NYT: "Army Moves to Advance 2 Linked to Abu Ghraib" (Eric Schmitt)

The Pentagon has promoted or nominated for promotion two senior Army officers who oversaw or advised detention and interrogation operations in Iraq during the height of the Abu Ghraib prisoner-abuse scandal.
The Army promoted Maj. Gen. Walter Wodjakowski, the former deputy commander of American forces in Iraq, earlier this month to be the head the Army's infantry training school at Fort Benning, Ga. It has also nominated Col. Marc Warren, the top military lawyer for the American command in Baghdad at the time, to be a one-star, or brigadier, general.
A third officer, Maj. Gen. Barbara Fast, the former top intelligence officer in Iraq, took command earlier this year of the Army's intelligence center at Fort Huachuca, Ariz.


The above is from Eric Schmitt's "Army Moves to Advance 2 Linked to Abu Ghraib" in this morning's New York Times. A tale of failing upward, apparently (reference to the response by the the government or, more to the point, the lack of response). Or maybe the administration, out of kindness which we're sure they have a plethora of, has just been sitting on the real story -- how Lyndie England secretly orchestrated every abuse in every prison, how unbeknownst to anyone she ran her own shadow training organization, The Lyndie England Torture and Abuse Center, training a series of "bad apples" (a series, but remember only "a few") on how to conduct themselves?

Accountability stops with England & the few bad apples, the rogue agents who acted independently. Even for those who are comfortable swallowing that simplistic notion, wasn't it the responsibility of those higher up to know what was going on down the chain of command?
Even if you can delude yourself that somehow England's actions echoed in other prisons, even predating her own actions in fact, how do you come to the conclusion that higher ups are no longer responsible for the actions of all under their command?

The three facing promotions have certainly demonstrated a lack of awareness while at their current posts. So the answer is to give them more authority when they couldn't handle the responsibilities they'd already been given?
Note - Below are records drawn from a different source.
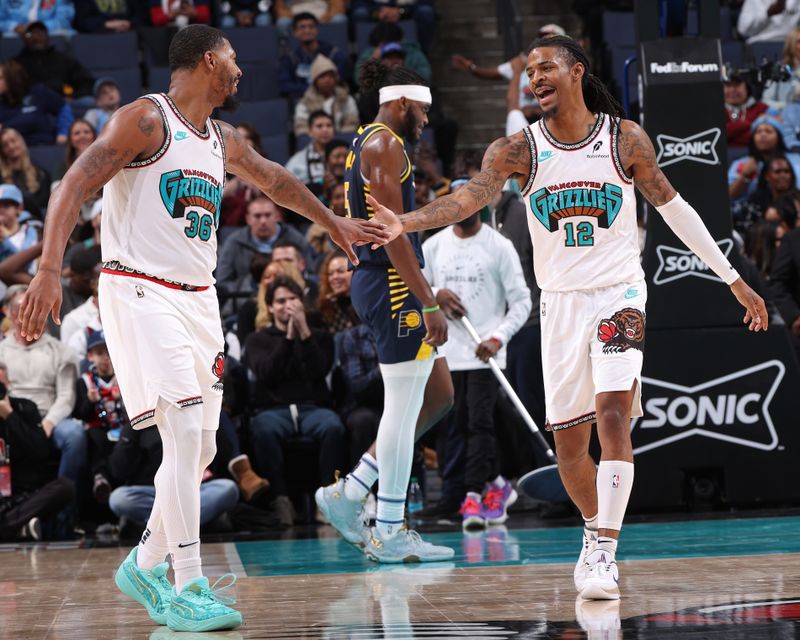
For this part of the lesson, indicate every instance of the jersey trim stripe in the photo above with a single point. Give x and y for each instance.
(203, 135)
(616, 127)
(598, 126)
(137, 164)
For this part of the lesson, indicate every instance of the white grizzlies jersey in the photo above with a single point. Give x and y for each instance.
(581, 209)
(160, 214)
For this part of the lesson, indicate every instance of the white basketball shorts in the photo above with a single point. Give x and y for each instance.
(165, 343)
(592, 342)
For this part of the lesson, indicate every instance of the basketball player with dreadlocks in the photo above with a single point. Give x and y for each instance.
(393, 298)
(577, 168)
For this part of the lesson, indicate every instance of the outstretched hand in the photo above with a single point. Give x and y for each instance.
(387, 218)
(756, 316)
(349, 231)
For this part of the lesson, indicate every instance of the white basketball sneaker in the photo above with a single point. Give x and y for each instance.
(602, 583)
(581, 568)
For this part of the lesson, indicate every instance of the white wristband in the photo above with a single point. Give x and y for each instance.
(681, 217)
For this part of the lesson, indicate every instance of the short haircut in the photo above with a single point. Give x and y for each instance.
(190, 44)
(303, 15)
(333, 145)
(287, 283)
(319, 113)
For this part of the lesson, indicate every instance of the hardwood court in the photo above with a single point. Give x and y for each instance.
(732, 579)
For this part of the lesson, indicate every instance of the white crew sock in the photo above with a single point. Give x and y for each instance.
(359, 481)
(404, 390)
(614, 483)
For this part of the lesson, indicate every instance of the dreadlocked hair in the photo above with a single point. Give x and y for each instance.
(375, 75)
(595, 94)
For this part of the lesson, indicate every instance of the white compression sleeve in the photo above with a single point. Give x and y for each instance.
(688, 226)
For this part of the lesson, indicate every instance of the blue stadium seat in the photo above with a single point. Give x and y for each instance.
(48, 156)
(128, 80)
(159, 79)
(9, 47)
(106, 50)
(363, 29)
(619, 27)
(269, 117)
(772, 51)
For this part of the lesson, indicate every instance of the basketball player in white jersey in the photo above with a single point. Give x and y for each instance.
(163, 162)
(577, 169)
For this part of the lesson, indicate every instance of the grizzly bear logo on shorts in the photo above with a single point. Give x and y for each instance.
(623, 331)
(218, 369)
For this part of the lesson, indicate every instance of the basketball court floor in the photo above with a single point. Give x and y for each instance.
(735, 579)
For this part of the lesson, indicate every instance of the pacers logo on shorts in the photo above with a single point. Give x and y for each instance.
(407, 322)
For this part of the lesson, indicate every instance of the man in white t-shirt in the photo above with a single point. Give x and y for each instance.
(475, 271)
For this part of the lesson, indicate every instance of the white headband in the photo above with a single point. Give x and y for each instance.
(411, 91)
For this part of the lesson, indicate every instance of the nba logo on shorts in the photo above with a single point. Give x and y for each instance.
(407, 322)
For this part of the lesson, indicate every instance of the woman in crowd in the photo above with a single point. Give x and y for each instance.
(766, 142)
(31, 110)
(334, 303)
(16, 167)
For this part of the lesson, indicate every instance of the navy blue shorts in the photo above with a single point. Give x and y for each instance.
(393, 314)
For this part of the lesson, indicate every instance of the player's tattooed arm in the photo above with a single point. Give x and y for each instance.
(638, 156)
(505, 158)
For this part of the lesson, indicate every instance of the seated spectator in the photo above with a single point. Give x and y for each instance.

Maybe they can fall back on Condi logic? "No one could have . . ." What? "Predicted?" "Known?" Well it was their job to provided supervision. Even those comfortable in the fantasy land of "it was a few bad apples" should have serious questions about the lack of accountability for those entrusted with supervision. Are they that divorced from reality? Or it just that we haven't seen any accountability in so long that we've forgotten what the concept?

As Ava and I noted in a TV review at The Third Estate Sunday Review:

A lot of talk is wasted on the "irony" of the show. Apparently the term didn't, in fact, die post-Sept. 11th; only the meaning did.

It appears the notion of accountability was another casuality of Sept. 11th.